Да, нахожусь в Таллинне. Выбор не очень большой. Бюджет примерно в эту сумму, плюс-минус.
У нас, если покупаю в магазине, получаю гарантию на какой-то небольшой срок. Как ее применить, если что, это другой вопрос. Хотя были прецеденты, что возвращали товар. Правда, не музыкальные инструменты. 

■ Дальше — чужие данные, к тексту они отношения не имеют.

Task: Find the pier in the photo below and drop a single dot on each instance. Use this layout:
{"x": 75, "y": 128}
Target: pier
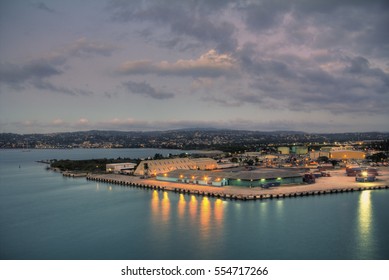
{"x": 324, "y": 186}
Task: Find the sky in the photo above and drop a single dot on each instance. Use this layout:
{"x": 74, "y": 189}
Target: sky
{"x": 315, "y": 66}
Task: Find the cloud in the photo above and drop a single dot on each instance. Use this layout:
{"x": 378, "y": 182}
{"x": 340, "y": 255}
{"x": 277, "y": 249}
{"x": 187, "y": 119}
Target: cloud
{"x": 17, "y": 76}
{"x": 42, "y": 6}
{"x": 210, "y": 64}
{"x": 193, "y": 20}
{"x": 82, "y": 47}
{"x": 36, "y": 72}
{"x": 147, "y": 90}
{"x": 130, "y": 124}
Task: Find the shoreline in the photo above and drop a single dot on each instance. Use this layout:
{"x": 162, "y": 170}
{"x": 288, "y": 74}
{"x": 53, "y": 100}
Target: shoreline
{"x": 337, "y": 183}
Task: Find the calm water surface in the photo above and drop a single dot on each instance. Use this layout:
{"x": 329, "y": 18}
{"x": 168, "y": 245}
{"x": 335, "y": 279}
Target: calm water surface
{"x": 46, "y": 216}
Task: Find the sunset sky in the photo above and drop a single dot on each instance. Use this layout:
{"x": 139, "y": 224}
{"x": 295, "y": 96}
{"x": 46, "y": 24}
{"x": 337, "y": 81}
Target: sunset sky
{"x": 314, "y": 66}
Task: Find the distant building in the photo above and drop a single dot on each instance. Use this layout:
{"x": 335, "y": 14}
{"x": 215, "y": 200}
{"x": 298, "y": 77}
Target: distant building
{"x": 347, "y": 155}
{"x": 315, "y": 155}
{"x": 254, "y": 178}
{"x": 125, "y": 167}
{"x": 283, "y": 150}
{"x": 154, "y": 167}
{"x": 299, "y": 150}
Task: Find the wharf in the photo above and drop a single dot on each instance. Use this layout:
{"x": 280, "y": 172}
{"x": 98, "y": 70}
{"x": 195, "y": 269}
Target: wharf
{"x": 338, "y": 183}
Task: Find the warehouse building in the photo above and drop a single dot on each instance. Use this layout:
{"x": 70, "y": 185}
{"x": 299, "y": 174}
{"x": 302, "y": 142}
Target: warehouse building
{"x": 125, "y": 167}
{"x": 154, "y": 167}
{"x": 347, "y": 155}
{"x": 254, "y": 178}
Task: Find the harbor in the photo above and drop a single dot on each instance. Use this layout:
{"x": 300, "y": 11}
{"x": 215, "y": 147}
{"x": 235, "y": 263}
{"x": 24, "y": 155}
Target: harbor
{"x": 337, "y": 183}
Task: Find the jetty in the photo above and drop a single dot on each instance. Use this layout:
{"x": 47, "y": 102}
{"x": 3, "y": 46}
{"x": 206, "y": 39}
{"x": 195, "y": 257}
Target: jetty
{"x": 338, "y": 183}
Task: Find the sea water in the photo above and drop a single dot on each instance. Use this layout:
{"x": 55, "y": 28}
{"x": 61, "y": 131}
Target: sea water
{"x": 44, "y": 215}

Но мысль понятна, буду искать что-то по-свежее. 
С знакомыми играющими человеками сложно. Гитаристы есть, ударники есть, aккордeонистов нет. Тут я уже сам буду выкручиваться.


----------



## Woldemar (12 Фев 2015)

Чтобы не создавать новую тему. Продают Settimo Soprani. Прoдавец находится 200км от меня. Толком ничего сказать не может,разве что аккордеон исправный и в ансамбле не играл. Форумчане что-тo про эту модель могут сказать ? Примерный возраст, 80-ые ?


----------



## vev (12 Фев 2015)

*Woldemar*, 
Я бы присмотрелся/прислушался. Может быть очень неплохим инструментом. 200 км для хорошего аккордеона - не расстояние. А столько денег хотят?


----------



## zet10 (12 Фев 2015)

Сет Сопрани очень хороший инструмент,есть резон посмотреть.
Все зависит от цены,
сколь хотят денег?


----------



## zet10 (12 Фев 2015)

Сет Сопрани очень хороший инструмент,есть резон посмотреть.
Все зависит от цены,
сколь хотят денег?


----------



## Woldemar (12 Фев 2015)

700евро за него хотят. Много или мало ?


----------



## zet10 (12 Фев 2015)

Если прямодечный то очень много,если ломаная дека то очень мало.


----------



## vev (12 Фев 2015)

Похоже на прямодечник по фото.


----------



## zet10 (12 Фев 2015)

Вообще модель не понятная.
То, что он прямодечный практически не сомневаюсь.


----------



## Garik66 (16 Мар 2015)

Settimo Soprani нормальный инструмент, но не профи... Итальянская начинка лучше немецких. Стоит брать.


----------